Few openly doubt NATO’s pretenses that it is willing and able to deter Vladimir Putin from swallowing the Ukraine or the Baltic states. But, on the other hand, no one wants to sit down with the Europeans and demand that they help turn the somnolent alliance into a real league for the collective defense of Western democracies. As a result, we fear the remedy more than the malady, and do nothing, in expectation that some miracle—or simple ennui—will convince our enemies that NATO is not a Potemkin Alliance.
The same lose/lose dilemmas plague current foreign policy. Under the Obama administration, the old postwar order led by the security guarantees of the United States abruptly ended—the vacuum filled by ascendant regional (and often nuclear) hegemons. Russia is expanding control, or at least influence, over the old Soviet republics and Eastern Europe. China carves out a new version of the old Japanese Greater East Asia Co-Prosperity Sphere at the expense of the democracies in Taiwan, Japan, South Korea, the Philippines, and Australia. Iran is on the path to be the nuclear adjudicator of the Persian Gulf’s oil depot. Radical Islamic terrorism has made the Middle East a wasteland.

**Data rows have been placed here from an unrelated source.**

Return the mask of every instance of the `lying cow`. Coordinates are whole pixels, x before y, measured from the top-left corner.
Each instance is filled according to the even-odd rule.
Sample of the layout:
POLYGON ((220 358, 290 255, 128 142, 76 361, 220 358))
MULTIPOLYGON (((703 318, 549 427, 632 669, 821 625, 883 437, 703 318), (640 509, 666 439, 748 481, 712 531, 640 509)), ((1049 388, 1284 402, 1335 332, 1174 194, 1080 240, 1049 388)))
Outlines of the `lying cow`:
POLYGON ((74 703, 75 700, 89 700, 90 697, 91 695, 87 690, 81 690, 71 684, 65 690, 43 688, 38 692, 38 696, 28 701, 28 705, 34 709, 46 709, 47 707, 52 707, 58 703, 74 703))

America’s “lead from behind” abdication is variously explained by financial weakness, anti-imperial politics, or simply exhaustion. But the result is not so ambiguous: to restore deterrence as it existed before 2009 could be in the short-term as hazardous and costly as the long-term consequences of appeasement are fatal.
What would once have been seen as radical neglect of our existential problems is now the normal way of getting by one more day. What destroys civilizations are not, as popularly advertised, plagues, global warming, or hostile tribes on the horizon, as much as self-indulgence, self-delusion—and, finally, abject paralysis.